Imagine you’re sitting at a table in a restaurant with your high-priced management consultant talking about improving team dynamics. Unnoticed by you is a small team working feverishly responding to your every need.
Food lands on your table for your entire group, all at the same time, and all of it hot. The well-orchestrated ballet is the definition of effective teamwork.
This made me wonder; is there something here right under our nose? Why not conduct interviews at a few restaurants; a mom and pop, a chain, and a fast food, and find out what they have in common and report back to you.
What do Restaurants Have in Common?
As it turns out, restaurants have quite a lot in common. This service sector has innate characteristics that make it click – so what are they?
The Environment:
First of all “It’s do or die.” Everyone from the dishwasher to the owner knows and feels this. More than 110,000 eating and drinking establishments big and small in the US alone closed in 2020 with many more on the brink. This fact creates a sense of urgency in the back of everyone’s mind.
Another driver is high expectations. When you sit down you expect your table clean and set and quickly handed a menu. You expect the server to survey the area like a hawk to refill your coffee. You even compensate to To Insure Promptness (TIP).
The key characteristic is the complete customer focus with direct customer contact. The whole organization gets immediate feedback. The customer can thank you and come back or grumbling on the way out taking future sales and your reputation with them.
The customer drives everything and everyone even those without direct contact. Can you imagine a better advocate in the kitchen than the sever who is face to face with the customer?
Team Work:
I asked a waitress at a small restaurant what is the key to running so smoothly and she blurted out “Team Work” with gusto; It was a heartfelt reflex response.
The teams themselves are small. Small restaurants have small teams, large restaurants have several (you guessed it) small teams. A foxhole mentality within the teams as people need to work at a feverish pace. As for diversity; no one cares if you are 10 feet tall and purple with polka dots, just get that salad to table 3. A manager at a fast-food restaurant said, she loves to see what she called “Bump and Slide” as the team gets into a groove.
Organization:
Given there are 1 million-plus restaurants and 15 million-plus employees in the US alone you would expect a great deal of organizational diversity, but in general, they have similar characters.
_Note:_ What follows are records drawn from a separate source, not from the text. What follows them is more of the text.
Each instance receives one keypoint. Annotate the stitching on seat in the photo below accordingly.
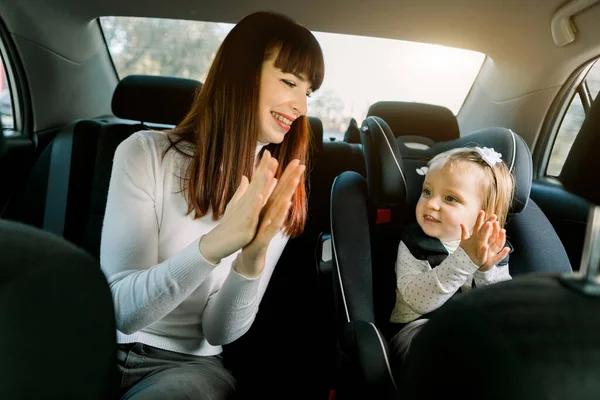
(337, 264)
(387, 361)
(391, 151)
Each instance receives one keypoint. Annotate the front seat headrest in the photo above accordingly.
(2, 142)
(394, 181)
(156, 99)
(579, 171)
(417, 119)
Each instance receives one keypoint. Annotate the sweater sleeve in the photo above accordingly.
(143, 290)
(425, 289)
(231, 310)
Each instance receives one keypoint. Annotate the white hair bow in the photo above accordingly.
(489, 155)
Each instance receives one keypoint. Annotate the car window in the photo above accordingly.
(572, 121)
(6, 108)
(409, 71)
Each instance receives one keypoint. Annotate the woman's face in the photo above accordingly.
(282, 100)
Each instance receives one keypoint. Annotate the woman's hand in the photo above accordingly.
(251, 261)
(242, 214)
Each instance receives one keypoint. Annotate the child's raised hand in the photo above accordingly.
(476, 244)
(496, 250)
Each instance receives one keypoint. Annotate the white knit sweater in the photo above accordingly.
(165, 293)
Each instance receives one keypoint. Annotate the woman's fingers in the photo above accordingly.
(283, 179)
(240, 191)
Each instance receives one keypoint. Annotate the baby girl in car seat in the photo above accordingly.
(458, 241)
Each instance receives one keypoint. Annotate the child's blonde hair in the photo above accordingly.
(499, 190)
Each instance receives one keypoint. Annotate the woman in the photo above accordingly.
(197, 217)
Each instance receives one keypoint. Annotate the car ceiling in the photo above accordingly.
(515, 34)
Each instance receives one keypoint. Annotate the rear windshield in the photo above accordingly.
(408, 71)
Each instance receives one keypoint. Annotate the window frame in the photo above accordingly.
(17, 85)
(575, 85)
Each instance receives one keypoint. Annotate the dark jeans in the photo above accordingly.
(147, 372)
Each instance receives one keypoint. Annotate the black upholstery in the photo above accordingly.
(534, 340)
(286, 301)
(417, 119)
(541, 331)
(393, 177)
(2, 144)
(352, 134)
(136, 99)
(158, 99)
(57, 329)
(365, 244)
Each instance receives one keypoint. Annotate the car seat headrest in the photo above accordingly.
(417, 119)
(395, 181)
(154, 99)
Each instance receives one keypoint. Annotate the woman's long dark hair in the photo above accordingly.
(222, 125)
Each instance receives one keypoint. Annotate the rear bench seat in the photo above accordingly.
(295, 323)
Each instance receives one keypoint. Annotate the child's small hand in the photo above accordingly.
(476, 245)
(496, 250)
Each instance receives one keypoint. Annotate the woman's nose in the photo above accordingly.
(299, 105)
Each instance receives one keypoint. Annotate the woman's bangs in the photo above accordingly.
(302, 57)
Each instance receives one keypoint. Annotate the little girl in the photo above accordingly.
(458, 240)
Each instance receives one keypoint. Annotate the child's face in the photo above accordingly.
(451, 196)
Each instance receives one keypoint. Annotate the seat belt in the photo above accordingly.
(57, 194)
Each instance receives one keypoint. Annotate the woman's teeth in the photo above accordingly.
(281, 118)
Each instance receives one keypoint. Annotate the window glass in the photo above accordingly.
(408, 71)
(593, 80)
(6, 108)
(567, 132)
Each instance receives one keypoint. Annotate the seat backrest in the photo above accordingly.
(138, 102)
(537, 336)
(392, 189)
(56, 315)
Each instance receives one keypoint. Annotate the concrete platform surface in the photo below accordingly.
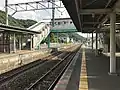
(91, 73)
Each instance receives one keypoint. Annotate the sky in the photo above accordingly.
(36, 15)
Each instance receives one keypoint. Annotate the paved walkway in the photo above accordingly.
(93, 73)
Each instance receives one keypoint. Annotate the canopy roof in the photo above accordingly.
(89, 15)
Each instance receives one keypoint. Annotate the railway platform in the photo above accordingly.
(90, 73)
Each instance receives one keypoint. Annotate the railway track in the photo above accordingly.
(26, 76)
(48, 81)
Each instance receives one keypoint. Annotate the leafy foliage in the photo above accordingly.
(16, 22)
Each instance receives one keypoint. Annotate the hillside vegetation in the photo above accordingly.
(16, 22)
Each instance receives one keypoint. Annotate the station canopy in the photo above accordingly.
(91, 15)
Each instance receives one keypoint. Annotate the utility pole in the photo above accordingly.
(53, 12)
(6, 10)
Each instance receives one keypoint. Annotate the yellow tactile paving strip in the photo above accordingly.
(83, 74)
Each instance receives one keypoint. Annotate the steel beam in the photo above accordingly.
(36, 5)
(112, 43)
(91, 22)
(95, 11)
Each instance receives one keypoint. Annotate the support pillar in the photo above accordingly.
(49, 41)
(20, 41)
(92, 40)
(6, 10)
(14, 43)
(96, 51)
(31, 42)
(112, 43)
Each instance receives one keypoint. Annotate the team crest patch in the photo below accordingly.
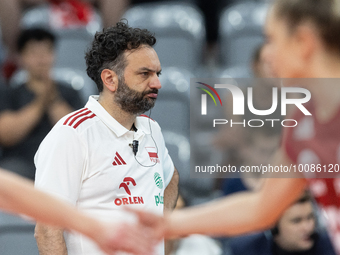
(152, 151)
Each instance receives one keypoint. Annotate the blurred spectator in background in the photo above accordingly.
(79, 11)
(294, 234)
(28, 111)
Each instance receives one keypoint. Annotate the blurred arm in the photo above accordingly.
(240, 213)
(171, 192)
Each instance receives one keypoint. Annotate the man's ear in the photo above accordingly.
(110, 79)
Management sets the tone and rules. There is a strong battlefield general type for standards enforcement. The head chef is the commander of his/her domain. but the terminus end of the organization is where the magic happens. Once the starting pistol goes off the teams are pretty autonomous. They do the work and solve the problems. They call the audibles; send it back to the kitchen, comp this drink, and so on. Very agile, no stakeholders meetings required.
Identity:
A clear steady customer vision of their establishment is sacrosanct to the ownership. From the menu selection to the employee uniforms a positive, consistent image is a source of pride and motivation. My favorite local restaurant clearly maintains a down-home image. They have a non-pretentious menu, they are super friendly and open at 5 AM for breakfast during hunting season. They have an identity.
Applying the Lessons:
Counting our TIPs:
At this point you may be thinking “short of changing my business model to serving lobster rolls, I can’t apply these practices.” I say “If you see demonstrable results, take a harder look at the takeout menu for tips.”
Customer:
What from the restaurant model is more impactful than getting the team closer to the client? This will take effort. Most corporate environments don’t provide this opportunity or so it seems. Remember the chef doesn’t have direct customer contact, but they interact with the next best thing.
No law says you can’t set up meetings with your client-facing teams such as customer service or sales or even the customer satisfaction survey team. They would love to give you direct customer feedback with real names and situations that will resonate with your team.
If you are not lucky enough to have a direct relationship with a strategic client try to establish one and don’t be afraid to invite your team. It may just stroke your customer’s ego at the same time.
High Standards and Sense of Urgency:
Are there opportunities to more fully communicate how your project relates to a larger picture? What projects are dependent on, and what is the impact of being early or late?
Ask yourself: Do you remember being on one of “those projects” the ones you saw the sun come up more than once? Those challenges fostered pride and teamwork. I bet you still keep in touch with the friends you made in the foxhole.
Identity:
You’re already doing a great job on your team’s reputation and persona, but consider small things like nicknames that personifies your team’s strengths. Is second level support – Allison’s Ambulance Squad? Is the Actuarial Team the Magnificent 7? This may not be your cup of tea, but the dessert menu is always optional.
The Takeaway:
As an excellent manager, you instinctively look for best practices from other teams and even competitors. Now perhaps you will be more inclined to find tips from sources that are right under your nose.
Ralph Sacco, PMP now retired after spending decades having a blast implementing large-scale solutions for countless clients while working for GE Information Services, PWC, and IBM.